Search code examples
pythonfor-loopmachine-learningrocauc

How to create a few Machine Learning models through all variables and after each iteration next XGBClassifier is created with 1 less var in Python?


I have DataFrame in Python Pandas like below:

Input data:

  • Y - binary target

  • X1...X5 - predictors

    Y X1 X2 X3 X4 X5
    1 111 22 1 0 150
    0 12 33 1 0 222
    1 150 44 0 0 230
    0 270 55 0 1 500
    ... ... ... ... ... ...

Requirements: And I need to:

  • run a loop through all the variables in such a way that after each iteration a new XGBoost classification model is created and also after each iteration one of the variables is discarded and create next model
  • So, if I have for example 5 predictors (X1...X5) I need to create 5 XGBoost classification models, and in in each successive model there must be 1 less variable
  • Each model should be evaluated by roc_auc_score
  • As an output I need: list_of_models = [] where will be saved created models and DataFrame with AUC on train and test

Desire output:

So, as a result I need to have something like below

  • Model - position of model in list_of_models

  • Num_var - number of predictors used in model

  • AUC_train - roc_auc_score on train dataset

  • AUC_test - roc_auc_score on test dataset

    Model Num_var AUC_train AUC_test
    0 5 0.887 0.884
    1 4 0.875 0.845
    2 3 0.854 0.843
    3 2 0.965 0.928
    4 1 0.922 0.921

My draft: which is wrong because it should be loop through all the variables in such a way that after each iteration a new XGBoost classification model is created and also after each iteration one of the variables is discarded and create next model

X_train, X_test, y_train, y_test = train_test_split(df.drop("Y", axis=1)
                                                    , df.Y
                                                    , train_size = 0.70
                                                    , test_size=0.30
                                                    , random_state=1
                                                    , stratify = df.Y)

results = []
list_of_models = []

for val in X_train:

    model = XGBClassifier()
    model.fit(X_train, y_train)
    list_of_models.append(model)

    preds_train = model.predict(X_train)
    preds_test = model.predict(X_test)
    preds_prob_train = model.predict_proba(X_train)[:,1]
    preds_prob_test = model.predict_proba(X_test)[:,1]

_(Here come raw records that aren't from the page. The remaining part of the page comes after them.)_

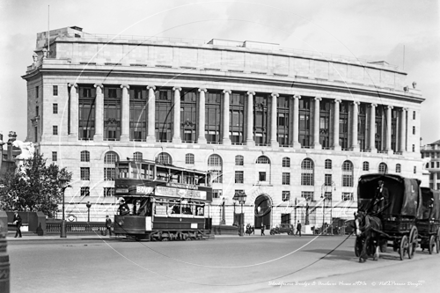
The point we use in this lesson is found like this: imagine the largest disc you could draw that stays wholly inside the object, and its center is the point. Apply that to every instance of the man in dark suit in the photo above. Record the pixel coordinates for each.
(17, 222)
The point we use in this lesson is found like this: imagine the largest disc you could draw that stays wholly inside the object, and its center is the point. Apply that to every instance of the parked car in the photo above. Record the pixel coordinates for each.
(283, 228)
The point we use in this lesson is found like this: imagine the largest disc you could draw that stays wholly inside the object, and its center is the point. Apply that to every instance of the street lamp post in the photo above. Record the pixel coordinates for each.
(63, 229)
(223, 221)
(88, 205)
(242, 201)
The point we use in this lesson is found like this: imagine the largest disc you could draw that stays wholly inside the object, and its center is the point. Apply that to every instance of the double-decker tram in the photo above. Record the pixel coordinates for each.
(162, 202)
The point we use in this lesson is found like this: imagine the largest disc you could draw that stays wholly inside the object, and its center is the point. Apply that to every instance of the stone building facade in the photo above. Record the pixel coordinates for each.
(293, 130)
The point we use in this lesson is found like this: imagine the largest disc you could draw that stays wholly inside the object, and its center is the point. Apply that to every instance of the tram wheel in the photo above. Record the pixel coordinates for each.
(403, 246)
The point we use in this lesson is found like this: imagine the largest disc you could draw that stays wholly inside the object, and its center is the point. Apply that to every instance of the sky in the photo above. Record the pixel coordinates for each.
(405, 33)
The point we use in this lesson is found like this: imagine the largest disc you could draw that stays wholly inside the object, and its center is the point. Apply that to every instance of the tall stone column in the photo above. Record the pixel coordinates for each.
(296, 143)
(151, 102)
(336, 145)
(99, 113)
(388, 139)
(355, 130)
(201, 139)
(176, 112)
(125, 123)
(316, 144)
(74, 105)
(373, 128)
(226, 140)
(273, 121)
(403, 130)
(250, 120)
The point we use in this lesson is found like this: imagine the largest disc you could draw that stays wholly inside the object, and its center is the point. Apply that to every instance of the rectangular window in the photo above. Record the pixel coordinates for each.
(308, 195)
(307, 179)
(286, 178)
(109, 191)
(328, 180)
(85, 173)
(285, 218)
(347, 196)
(262, 176)
(109, 174)
(239, 176)
(347, 180)
(285, 195)
(216, 193)
(85, 191)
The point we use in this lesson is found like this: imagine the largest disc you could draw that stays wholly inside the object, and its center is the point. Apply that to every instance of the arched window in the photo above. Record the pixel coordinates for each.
(347, 174)
(383, 168)
(215, 166)
(85, 156)
(189, 159)
(110, 159)
(164, 158)
(263, 160)
(328, 164)
(307, 172)
(239, 160)
(365, 166)
(137, 156)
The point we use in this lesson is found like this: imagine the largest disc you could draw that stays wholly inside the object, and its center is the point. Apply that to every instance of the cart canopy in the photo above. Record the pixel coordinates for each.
(404, 195)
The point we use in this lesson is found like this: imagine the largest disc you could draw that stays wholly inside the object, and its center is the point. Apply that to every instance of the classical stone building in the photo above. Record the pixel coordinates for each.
(288, 128)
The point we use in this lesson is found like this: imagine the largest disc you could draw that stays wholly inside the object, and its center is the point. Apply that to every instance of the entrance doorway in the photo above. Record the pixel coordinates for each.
(263, 211)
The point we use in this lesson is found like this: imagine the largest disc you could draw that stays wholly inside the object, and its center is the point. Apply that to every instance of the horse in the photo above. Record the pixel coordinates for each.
(367, 229)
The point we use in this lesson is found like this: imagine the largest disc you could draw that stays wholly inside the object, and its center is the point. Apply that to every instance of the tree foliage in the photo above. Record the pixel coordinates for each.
(34, 187)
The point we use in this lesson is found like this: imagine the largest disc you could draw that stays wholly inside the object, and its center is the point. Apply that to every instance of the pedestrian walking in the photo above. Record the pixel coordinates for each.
(17, 222)
(298, 228)
(108, 225)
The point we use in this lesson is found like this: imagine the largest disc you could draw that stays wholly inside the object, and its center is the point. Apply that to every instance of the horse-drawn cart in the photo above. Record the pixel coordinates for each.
(428, 220)
(387, 210)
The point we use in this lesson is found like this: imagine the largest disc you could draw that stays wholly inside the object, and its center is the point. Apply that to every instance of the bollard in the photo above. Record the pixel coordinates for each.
(4, 258)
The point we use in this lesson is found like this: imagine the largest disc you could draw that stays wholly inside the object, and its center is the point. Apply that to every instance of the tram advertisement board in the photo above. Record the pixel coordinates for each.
(177, 192)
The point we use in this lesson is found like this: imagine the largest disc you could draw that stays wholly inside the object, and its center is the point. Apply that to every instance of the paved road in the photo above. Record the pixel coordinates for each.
(226, 264)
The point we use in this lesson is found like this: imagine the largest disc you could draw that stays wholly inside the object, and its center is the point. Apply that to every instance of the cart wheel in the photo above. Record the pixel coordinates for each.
(403, 246)
(413, 241)
(431, 244)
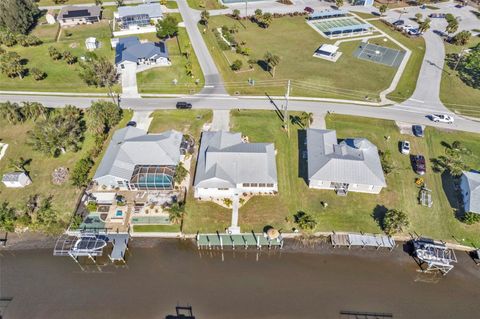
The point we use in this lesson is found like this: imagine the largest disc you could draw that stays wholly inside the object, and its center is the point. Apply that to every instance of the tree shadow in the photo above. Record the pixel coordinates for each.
(378, 215)
(302, 155)
(451, 192)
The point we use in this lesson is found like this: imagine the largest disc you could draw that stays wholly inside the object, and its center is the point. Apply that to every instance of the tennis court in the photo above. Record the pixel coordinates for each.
(378, 54)
(341, 27)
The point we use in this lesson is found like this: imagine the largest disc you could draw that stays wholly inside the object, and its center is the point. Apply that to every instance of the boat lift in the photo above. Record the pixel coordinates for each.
(92, 245)
(435, 255)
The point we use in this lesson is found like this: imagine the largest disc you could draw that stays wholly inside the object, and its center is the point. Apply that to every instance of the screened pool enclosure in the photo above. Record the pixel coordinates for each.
(152, 177)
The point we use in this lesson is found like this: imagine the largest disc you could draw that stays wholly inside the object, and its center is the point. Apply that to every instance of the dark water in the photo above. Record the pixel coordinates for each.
(278, 285)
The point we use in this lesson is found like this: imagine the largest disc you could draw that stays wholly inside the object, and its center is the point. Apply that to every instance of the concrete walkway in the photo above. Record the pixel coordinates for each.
(221, 120)
(143, 119)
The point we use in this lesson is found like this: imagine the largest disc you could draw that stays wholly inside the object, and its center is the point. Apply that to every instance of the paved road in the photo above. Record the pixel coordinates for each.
(213, 80)
(396, 112)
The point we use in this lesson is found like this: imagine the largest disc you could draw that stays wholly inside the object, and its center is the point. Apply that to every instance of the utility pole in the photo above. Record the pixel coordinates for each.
(460, 55)
(285, 113)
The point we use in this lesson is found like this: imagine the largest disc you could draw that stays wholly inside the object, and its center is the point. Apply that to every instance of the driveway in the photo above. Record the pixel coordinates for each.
(221, 120)
(129, 81)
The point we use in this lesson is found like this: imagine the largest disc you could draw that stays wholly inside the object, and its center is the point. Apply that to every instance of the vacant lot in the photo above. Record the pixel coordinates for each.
(61, 77)
(354, 212)
(408, 81)
(454, 93)
(295, 42)
(40, 168)
(161, 79)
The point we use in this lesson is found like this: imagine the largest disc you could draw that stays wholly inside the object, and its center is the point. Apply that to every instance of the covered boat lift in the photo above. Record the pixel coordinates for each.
(435, 255)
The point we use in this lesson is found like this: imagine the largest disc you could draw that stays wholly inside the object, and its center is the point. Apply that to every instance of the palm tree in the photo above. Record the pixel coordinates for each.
(272, 61)
(11, 112)
(424, 25)
(19, 164)
(176, 213)
(34, 110)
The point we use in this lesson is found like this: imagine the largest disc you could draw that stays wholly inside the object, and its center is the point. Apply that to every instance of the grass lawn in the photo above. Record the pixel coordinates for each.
(160, 80)
(353, 212)
(60, 76)
(41, 167)
(295, 42)
(454, 93)
(156, 228)
(172, 5)
(205, 4)
(408, 81)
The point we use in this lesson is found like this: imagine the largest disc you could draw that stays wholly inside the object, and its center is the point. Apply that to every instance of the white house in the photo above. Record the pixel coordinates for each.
(227, 166)
(135, 160)
(138, 17)
(16, 180)
(74, 15)
(470, 187)
(91, 43)
(131, 51)
(352, 165)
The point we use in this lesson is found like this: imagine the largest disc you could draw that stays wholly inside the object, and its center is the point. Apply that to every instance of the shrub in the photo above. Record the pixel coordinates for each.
(305, 221)
(471, 218)
(236, 65)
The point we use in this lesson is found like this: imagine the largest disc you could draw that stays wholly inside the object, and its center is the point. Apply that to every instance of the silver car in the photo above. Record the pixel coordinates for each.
(405, 147)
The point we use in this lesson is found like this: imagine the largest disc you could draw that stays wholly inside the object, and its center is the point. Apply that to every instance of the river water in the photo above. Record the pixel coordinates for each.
(272, 284)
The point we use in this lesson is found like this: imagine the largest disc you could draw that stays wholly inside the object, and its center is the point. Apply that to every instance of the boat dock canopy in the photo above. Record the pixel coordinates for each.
(436, 255)
(363, 240)
(245, 240)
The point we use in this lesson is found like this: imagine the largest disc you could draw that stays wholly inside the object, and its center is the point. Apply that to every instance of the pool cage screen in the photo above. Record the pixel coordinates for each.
(140, 20)
(152, 177)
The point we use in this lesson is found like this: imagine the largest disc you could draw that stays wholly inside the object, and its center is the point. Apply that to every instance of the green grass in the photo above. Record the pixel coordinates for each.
(295, 42)
(454, 93)
(353, 212)
(408, 81)
(185, 121)
(205, 4)
(160, 80)
(156, 228)
(61, 77)
(172, 5)
(41, 167)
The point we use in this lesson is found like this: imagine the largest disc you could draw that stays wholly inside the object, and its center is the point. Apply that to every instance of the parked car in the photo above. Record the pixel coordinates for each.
(405, 147)
(309, 10)
(184, 105)
(442, 118)
(417, 130)
(418, 163)
(398, 23)
(437, 15)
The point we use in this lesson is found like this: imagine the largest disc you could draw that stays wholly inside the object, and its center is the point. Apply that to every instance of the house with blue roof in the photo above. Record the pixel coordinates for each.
(130, 51)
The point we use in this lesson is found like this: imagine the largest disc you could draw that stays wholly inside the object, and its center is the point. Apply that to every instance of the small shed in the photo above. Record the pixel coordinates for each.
(91, 43)
(16, 180)
(50, 16)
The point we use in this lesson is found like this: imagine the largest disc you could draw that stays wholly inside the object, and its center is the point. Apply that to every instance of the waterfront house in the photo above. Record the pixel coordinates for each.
(351, 165)
(470, 188)
(135, 160)
(74, 15)
(229, 166)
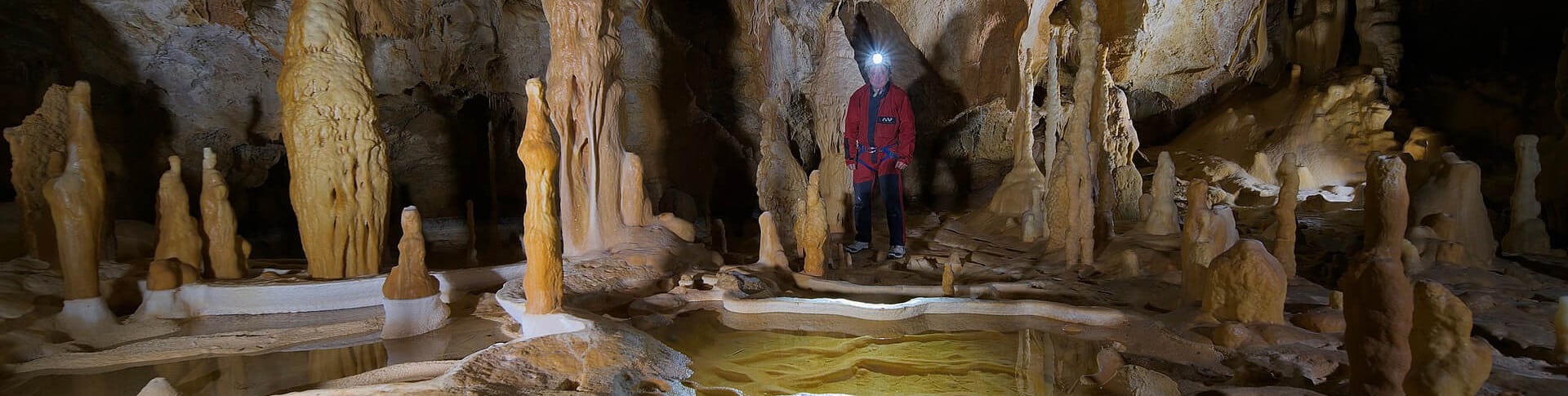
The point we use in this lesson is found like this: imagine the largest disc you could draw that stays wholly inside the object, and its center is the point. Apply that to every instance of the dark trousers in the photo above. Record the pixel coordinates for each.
(893, 198)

    results.append({("AUC_train":round(metrics.roc_auc_score(y_train,preds_prod_test),3),
                     "AUC_test":round(metrics.roc_auc_score(y_test,preds_prod_test),3})

results = pd.DataFrame(results)

How can I do that in Python ?


Solution

  • You want to make your data narrower during each loop? If I understand this correctly you could do something like this:

    results = []
    list_of_models = []
    
    for i in X_train.columns:
        model = XGBClassifier()
        model.fit(X_train, y_train)
        list_of_models.append(model)
    
        preds_train = model.predict(X_train)
        preds_test = model.predict(X_test)
        preds_prob_train = model.predict_proba(X_train)[:,1]
        preds_prob_test = model.predict_proba(X_test)[:,1]
        results.append({("AUC_train":round(metrics.roc_auc_score(y_train,preds_prod_test),3),
                     "AUC_test":round(metrics.roc_auc_score(y_test,preds_prod_test),3})
        X_train = X_train.drop(i, axis=1)
        X_test = X_test.drop(i, axis=1)
    
    results = pd.DataFrame(results)